Blak-Blakan! KH Al Khaththath: Kalau Orang Idiot Boleh Milih, Nanti Ada Capres Idiot

Sabtu, 2 Maret 2019

Faktakini.com, Jakarta - Sekjen FUI KH Muhammad Al Khaththath mempertanyakan tunagrahita atau keterbelakangan mental memiliki hak pilih.

Karena jika ada orang dengan keterbelakangan mental punya hak pilih, maka ada kemungkinan juga orang dengan gangguan jiwa berhak untuk dipilih dalam kontestasi politik.

Awalnya, Ustadz Al Khaththath meminta penjelasan soal adanya DPT orang dengan masalah kejiwaan (ODMK) saat audiensi dengan komisioner KPU, Wahyu Setiawan. Lalu, Wahyu meluruskan pertanyaan Al Khaththath.

"Soal DPT orang gila, menurut beliau, bukan orang gila tapi tunagrahita. Saya tidak persoalkan, nanti Rabu saja (pertemuan selanjutnya). Karena, bukan DPT orang gila tapi idiot," ucap Ustadz Al Khaththath kepada massa di depan kantor KPU, Jalan Imam Bonjol, Jakarta, Jumat (1/3/2019).

Lalu, Ustadz Al Khaththath menyampaikan penjelasan Eggi Sudjana untuk mempertanyakan kebijakan tersebut. Baginya, akan muncul peserta pemilu yang memiliki keterbelakangan mental.

"Kata Bang Eggi, logikanya, kalau bisa memilih maka bisa juga dipilih. Nanti akan muncul caleg gila, capres gila, cawapres gila. Kemudian, kalau idiot boleh memilih, boleh juga ada caleg idiot, capres idiot, cawapres idiot," ucapnya.

Untuk itulah, dia akan kembali bertanya soal DPT tunagrahita saat audiensi dengan KPU pada Rabu (6/3). "Oleh karena itu nanti akan kita bahas detail hari Rabu," ucapnya.

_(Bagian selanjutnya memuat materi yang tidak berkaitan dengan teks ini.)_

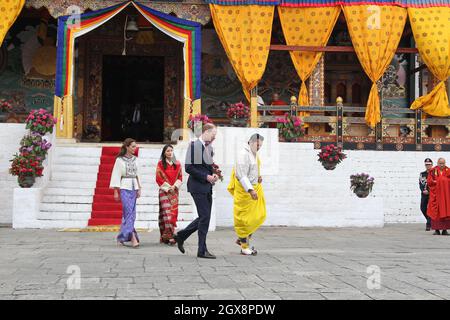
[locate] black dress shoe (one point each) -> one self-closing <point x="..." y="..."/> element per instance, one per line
<point x="206" y="255"/>
<point x="179" y="243"/>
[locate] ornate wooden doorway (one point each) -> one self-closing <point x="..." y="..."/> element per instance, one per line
<point x="93" y="122"/>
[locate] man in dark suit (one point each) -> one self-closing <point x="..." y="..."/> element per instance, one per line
<point x="198" y="165"/>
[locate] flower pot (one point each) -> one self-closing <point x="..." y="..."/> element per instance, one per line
<point x="361" y="192"/>
<point x="239" y="122"/>
<point x="329" y="165"/>
<point x="26" y="181"/>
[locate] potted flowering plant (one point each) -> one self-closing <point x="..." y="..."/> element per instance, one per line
<point x="239" y="114"/>
<point x="330" y="156"/>
<point x="195" y="123"/>
<point x="26" y="166"/>
<point x="35" y="144"/>
<point x="40" y="121"/>
<point x="5" y="106"/>
<point x="361" y="184"/>
<point x="290" y="127"/>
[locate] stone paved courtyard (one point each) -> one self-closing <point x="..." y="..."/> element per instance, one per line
<point x="293" y="263"/>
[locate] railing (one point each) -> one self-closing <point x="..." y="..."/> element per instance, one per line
<point x="339" y="119"/>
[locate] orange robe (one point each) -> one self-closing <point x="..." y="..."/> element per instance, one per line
<point x="439" y="203"/>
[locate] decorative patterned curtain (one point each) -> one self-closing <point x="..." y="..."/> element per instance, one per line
<point x="431" y="29"/>
<point x="307" y="27"/>
<point x="245" y="33"/>
<point x="9" y="11"/>
<point x="375" y="32"/>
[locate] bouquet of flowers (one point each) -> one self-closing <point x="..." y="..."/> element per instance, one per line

KPU memang memasukkan tunagrahita atau disabilitas mental masuk dalam daftar pemilih dan menggunakan hak pilih dalam Pemilu 2019. KPU mengatakan pemilih disabilitas mental tidak diperlakukan istimewa.

"Perlakuannya (terhadap pemilih disabilitas mental) gimana, tidak ada yang istimewa sama saja," ujar komisioner KPU, Viryan Aziz, di kantor KPU, Jl Imam Bonjol, Jakarta Pusat, Jumat (22/11/2018).

Viryan mengatakan pendataan pemilih disabilitas mental telah dilakukan sejak pemilu sebelumnya. Dia menjelaskan yang tidak didata dan tidak bisa memilih hanya pemilih yang hak pilihnya telah dicabut.

"Dalam regulasi kepemiluan sejak pemilu tahun 1955 sampai pemilu 2016, seluruh warga negara Indonesia yang 17 tahun atau telah menikah memiliki hak pilih. Termasuk di dalamnya penyandang disabilitas mental, tidak ada larangan, yang dilarang adalah yang dicabut hak pilihnya," kata Viryan.

"Makanya penyandang disabilitas mental didata sebagai pemilih itu bukanlah hal baru, bukan pada pemilu sekarang tapi sejak pemilu sebelumnya," sambungnya.